Com: Tom Hanks, Paul Newman, Jude Law, Jennifer Jason Leigh, Stanley Tucci, Daniel Craig, Tyler Hoechlin, Liam Aiken, Dylan Baker, Ciarán Hinds

Uma pequena cidade norte-americana, em 1931. Michael Sullivan (Hanks), homem de família, casado com Annie (Leigh) e com dois filhos menores, Michael Jr. (Hoechlin) e Peter (Aiken), trabalha para John Rooney (Newman), o mais poderoso gangster local e o homem que controla a cidade. Rooney trata Sullivan como a um filho, o que não agrada a Connor (Craig), o impulsivo e imaturo herdeiro do padrinho. Connor decide arranjar uma forma de se livrar de Sullivan, aproveitando o facto de Michael Sullivan Jr., ser descoberto a assistir ao trabalho sujo do pai. Sullivan vê-se forçado a fugir com o filho menor, perseguido pelos homens de Rooney e pelo impiedoso assassino-fotógrafo, Maguire (Law).

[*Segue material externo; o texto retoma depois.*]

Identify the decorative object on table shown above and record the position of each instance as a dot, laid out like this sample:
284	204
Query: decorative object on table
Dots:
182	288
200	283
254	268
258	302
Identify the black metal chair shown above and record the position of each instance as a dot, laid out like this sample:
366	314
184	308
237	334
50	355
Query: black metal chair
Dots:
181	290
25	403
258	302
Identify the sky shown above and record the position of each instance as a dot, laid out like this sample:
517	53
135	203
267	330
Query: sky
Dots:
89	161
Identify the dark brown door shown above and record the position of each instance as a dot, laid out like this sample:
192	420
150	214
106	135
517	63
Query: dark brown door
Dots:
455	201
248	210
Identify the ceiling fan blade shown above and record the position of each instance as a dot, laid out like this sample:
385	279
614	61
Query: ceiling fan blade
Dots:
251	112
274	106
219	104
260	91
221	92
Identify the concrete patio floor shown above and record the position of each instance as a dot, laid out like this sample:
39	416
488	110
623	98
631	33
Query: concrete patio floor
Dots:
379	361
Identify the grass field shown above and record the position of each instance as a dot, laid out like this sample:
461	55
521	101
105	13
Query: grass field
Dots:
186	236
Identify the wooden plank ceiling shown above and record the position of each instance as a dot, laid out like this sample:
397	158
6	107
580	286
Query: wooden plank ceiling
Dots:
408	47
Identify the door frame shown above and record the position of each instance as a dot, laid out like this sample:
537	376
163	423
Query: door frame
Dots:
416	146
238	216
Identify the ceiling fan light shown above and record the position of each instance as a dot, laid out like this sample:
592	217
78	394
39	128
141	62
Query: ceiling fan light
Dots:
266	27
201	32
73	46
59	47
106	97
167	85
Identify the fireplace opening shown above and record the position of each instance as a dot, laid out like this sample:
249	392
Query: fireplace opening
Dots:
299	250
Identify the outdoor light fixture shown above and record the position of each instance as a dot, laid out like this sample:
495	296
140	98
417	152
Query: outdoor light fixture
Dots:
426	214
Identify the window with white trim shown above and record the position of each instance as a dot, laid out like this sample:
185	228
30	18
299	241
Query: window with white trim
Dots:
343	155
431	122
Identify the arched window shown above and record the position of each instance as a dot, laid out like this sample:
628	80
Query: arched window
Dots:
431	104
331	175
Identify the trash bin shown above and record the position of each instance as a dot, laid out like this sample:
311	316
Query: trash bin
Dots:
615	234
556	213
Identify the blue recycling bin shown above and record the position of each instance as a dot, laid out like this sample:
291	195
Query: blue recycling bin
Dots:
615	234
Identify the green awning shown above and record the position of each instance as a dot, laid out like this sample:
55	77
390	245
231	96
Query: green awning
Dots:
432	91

Adaptado por David Self da graphic novel de Max Allan Collins, com desenhos de Richard Piers Rayner.

Três anos depois de «American Beauty», o consagrado realizador e encenador britânico Sam Mendes decidiu pegar num projecto substancialmente diverso, coordenando a transformação em filme de um “romance gráfico” – o tradutor optou por uma tradução que eu aqui havia considerado mais adequada (cfr. «Ghost World») do que “novela gráfica” ou outra variante, sendo mais fiel, ao mesmo tempo que atribui ao meio um certo respeito raramente conferido pelo grande público ou pela crítica bem pensante aos “bonecos”, aproximando-o da literatura não ilustrada (há que saber apreciar o conteúdo e não apenas a forma).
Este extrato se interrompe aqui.